Prof. Dr. Immo Prinz

Peripheral Shaping of γδ TCR Repertoires

Starting from the question of how peripheral signals shape the T cell receptor (TCR) repertoire of γδ-T cells, this subproject of FOR 2799 aims to answer two important questions in this field, namely: what are the cognate ligands of γδ TCR and what is the role of γδ T cells during an immune response?

Apart from a large population of innate human γδ T cells, all of which carry a similar, low variance Vγ9Vδ2 TCR and all of which bind to the same butyrophilin molecules, other human γδ T cells typically use a highly diverse TCR repertoire of Vδ1 or Vδ3 chains that pair with six variable Vγ chains. The pool of unique TCRs among these more adaptive clones is very large and rarely shared between individuals. It has been hypothesized that their highly diverse TCRs are similar to B-cell receptors and bind randomly to surface antigens. However, in recent years, a number of unique Vδ1- or Vδ3-TCRs have been shown to bind to the major histocompatibility complex (MHC) or MHC-related proteins.

In the first funding period of FOR 2799, we investigated the antigen recognized by a set of CMV-responsive human γδ TCRs. We identified a Vγ3Vδ1 TCR (designated TCR04) that was specifically reactive against a B-cell lymphoma cell line. Staining of lymphoma cells with soluble versions of TCR04 and subsequent genome-wide CRISPR/Cas9 knock-out screening led to the identification of HLA-DR (MHC II) as the cognate antigen for TCR04.

In the upcoming funding period, we will now further determine the underlying molecular determinants of HLA-DR recognition by TCR04 and similar related γδ-TCR. In addition, we will use new technologies to track the progression of adaptive γδ T cell responses to viral infections by simultaneous single cell RNA sequencing and single cell TCR sequencing. Finally, we plan to identify additional relevant antigens that activate adaptive γδ T cells.

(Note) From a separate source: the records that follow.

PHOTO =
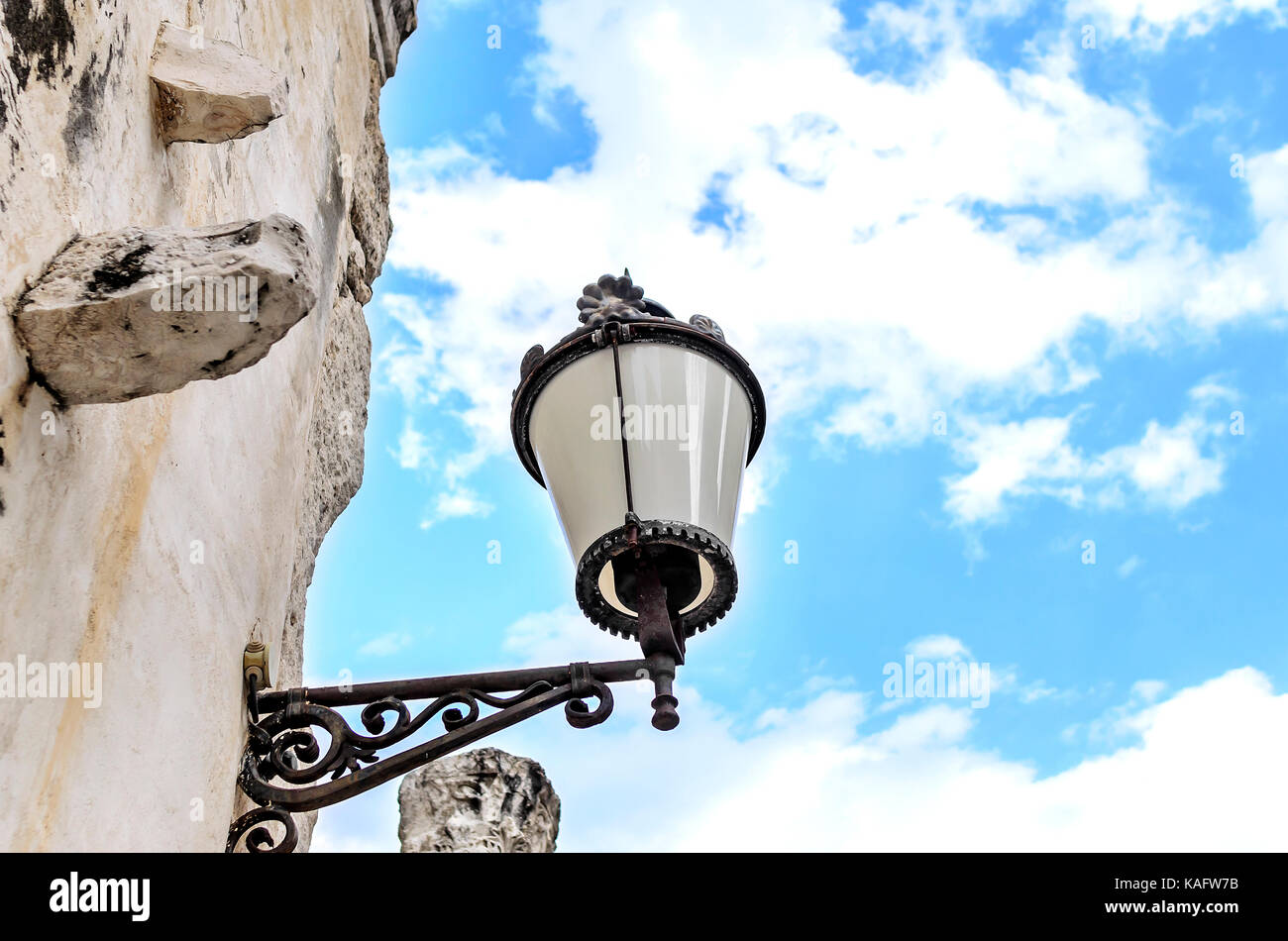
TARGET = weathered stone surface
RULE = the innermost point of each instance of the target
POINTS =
(482, 800)
(391, 22)
(209, 90)
(369, 213)
(140, 312)
(156, 536)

This proposal is part of the DFG research group FOR 2799 "Receiving and Translating Signals via the γδ T Cell Receptor" and is designed to collaborate with all other projects in the network.

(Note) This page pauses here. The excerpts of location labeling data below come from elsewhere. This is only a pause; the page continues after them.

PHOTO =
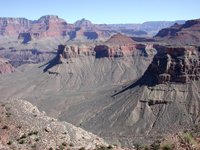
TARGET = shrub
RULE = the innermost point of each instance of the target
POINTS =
(187, 138)
(10, 142)
(168, 146)
(30, 133)
(61, 147)
(146, 148)
(64, 144)
(82, 148)
(5, 127)
(110, 147)
(34, 146)
(8, 114)
(36, 132)
(21, 142)
(36, 139)
(101, 147)
(23, 136)
(138, 146)
(155, 146)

Peripheral shaping of γδ TCR repertoires 

In this project, we will further investigate how γδ TCR repertoires are shaped and which cognate ligands can trigger γδ TCR signaling. We hypothesize that the peripheral γδ TCR repertoire is shaped through recognition of specific antigen via the γδ TCR and that antigen-specific triggering of the γδ TCR induces intracellular signaling events leading to proliferation and survival of the respective γδ T cells. The principal method to test our hypotheses is already established in our group, namely the analysis of human γδ TCR repertoires by next generation sequencing of rearranged TRG and TRD gene pools. We will use it to explore how exposure to microbial, viral, or neoplastic stimuli will modulate the peripheral γδ TCR repertoire in cord blood, pediatric, and adult cohorts. Furthermore, we will establish new methods to perform efficient high throughput analysis of paired TRG and TRD TCR chains. We will share and advance this know-how with the entire DFG Research Unit. In return, new collaborations will enable us to identify how individual γδ TCR recombinations respond to neoplasm and microbial exposure and warrant access to γδ T cells from clinically relevant cancer patient cohorts. In addition, we will combine γδ TCR repertoire analyses and protein biochemistry to identify cognate ligands of responsive γδ TCR clones. We expect that cognate antigens of γδ TCRs may either be directly of microbial or viral origin or danger-indicating self-structures that were induced by tumor formation as well as by microbial or viral infection. Defining how γδ TCRs recognize microbial antigen and/or danger-associated self-ligands will pave the way for the therapeutic manipulation of immune surveillance by γδ T cells.This project proposal is part of the DFG Research Unit FOR 2799 „Receiving and Translating Signals via the γδ T Cell Receptor“ and designed to collaborate with all other projects within the research group.